Thank you! This really helped. I have one last question before jumping into implementation.

In the first pattern in a sequence, how is the winner cell chosen? Is it chosen randomly? For e.g. in sequence ABCX, proximal input activates column corresponding to A, and the column bursts, as there is no prior context. How to choose the winner cell?

The winner cell of a bursting column is:

And according to this logic, the cell with the least amount of segments becomes the winner.

1 Like

I have a second question:

for growNewSegment routine, initially the segment has 0 synapses. So: newSynapseCount = (SAMPLE_SIZE - numActivePotentialSynapses(t-1, learningSegment))

The value “numActivePotentialSynapses” is always 0, right? Since a new segment once grown, does not have any synapses yet.

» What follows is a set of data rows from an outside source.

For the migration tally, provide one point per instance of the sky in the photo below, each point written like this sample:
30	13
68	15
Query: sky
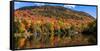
88	9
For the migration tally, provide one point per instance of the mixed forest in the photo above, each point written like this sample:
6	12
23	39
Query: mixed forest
52	26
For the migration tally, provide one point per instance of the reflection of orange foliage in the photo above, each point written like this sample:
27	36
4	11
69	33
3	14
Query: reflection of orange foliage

For some implementations, when the new segments are created, the permanence values for the potential synapses are randomly initialized with a normal distribution centered on the permanence threshold. That way approximately 50% should already be connected.

But without an initial context signal to guide the synapse growth in the new segment, the dendrite should form a sort of random sampling of about half of the neurons in it’s local neighborhood. However, since the permanences are initialized to values very near the threshold, they should adapt very quickly towards actual input patterns.

As an alternative, I’ve often thought that there should also be a null pattern that could be used to indicate the beginning and/or ending of a sequence. For text, that could be whitespace. For audio, it could be silence of a sufficient duration.